Emma

Autumn de Wilde, an American photographer known for her work in the music industry, recently transitioned into filmmaking by adapting Jane Austen’s internationally famous book, “Emma.” With Wilde’s inclusion of the period in the title as already an unfunny, heavy-handed jab at period pieces, “Emma.” is a clear indication Wilde, despite her natural eye for beautiful set pieces and immaculate framing, may not be quite ready for the transition into filmmaking.

Wilde is the fourth filmmaker to adapt Austen’s novel into a feature film, so it’s not shocking her work struggles to have a voice of its own. Diverting from adaptations like Amy Heckerling’s magnificent, creative approach to the source material in “Clueless,” Wilde chooses to directly adapt Austen’s work, which will inevitably banish the film to high school English courses across the country.

While it has been nearly 25 years since the last adaptation, the source material of Austen’s works is timeless, so it was unfortunate Wilde struggled to bring Emma Woodhouse into 2020. However, the cast of the film, more specifically Anya Taylor-Joy’s exceptional performance as the titular role, does inject much needed life into the otherwise indifferent film.

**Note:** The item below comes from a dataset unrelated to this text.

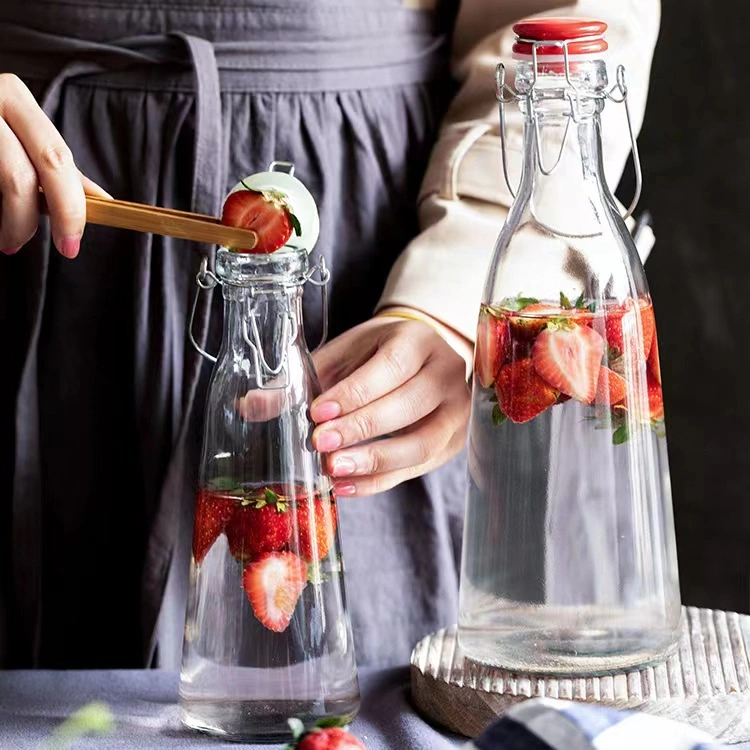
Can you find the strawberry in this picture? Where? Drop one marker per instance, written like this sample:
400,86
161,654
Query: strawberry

Taylor-Joy is only 23 years old, but she already has an impressive filmography. She made her acting debut back in 2015 in Robert Eggers’ feature film debut, “The Witch.” In only six years, Taylor-Joy has more than proven herself as an exceptional actress, and her role as Emma in Wilde’s film continues to exemplify her impressive acting range. She brings Emma to life in a relatable way and, combined with Mia Goth’s role as Harriet Smith, fuels the stale film.

Goth, known for her recent collaborations with directors Claire Denis in “High Life” and Luca Guadagnino in “Suspiria,” also continues to prove her exceptional range as an actor. While Goth has not had the same amount of leading roles as Taylor-Joy, she is one of the exciting emerging actresses of the new decade.

Adapting Austen into film is never an easy task, and adapting her work into a screenplay is even more difficult. First time screenwriter Eleanor Catton, the youngest author to ever win the distinguished Man Booker Prize in the United Kingdom, struggles to turn her obvious literary ability into screenwriting. This is not to say Catton is by any means a poor writer, as there are many sequences in the film where she proves quite the opposite, but a majority of the weak script had to be saved by the acting.

Although the film is ultimately hollow, Wilde’s work is undoubtedly beautiful. Her collaboration with cinematographer Christopher Blauvelt, who has worked alongside many master filmmakers including Kelly Reichhardt and Sofia Coppola, brings gorgeous scenes which distract the viewer from the film’s lack of substance. The love and heartbreak on display never really settles into the audience, but Wilde’s direction of Blauvelt’s phenomenal talent makes up for it.

While the actors in Wilde’s film do extend a much needed lifeline to the film, Wilde spent more time making the film and the costumes look gorgeous, rather than showcasing a poignant message. Wilde’s background in photography is clear, so there is doubt that she will continue to impress across different avenues of art, but she must work on finding her voice as a filmmaker.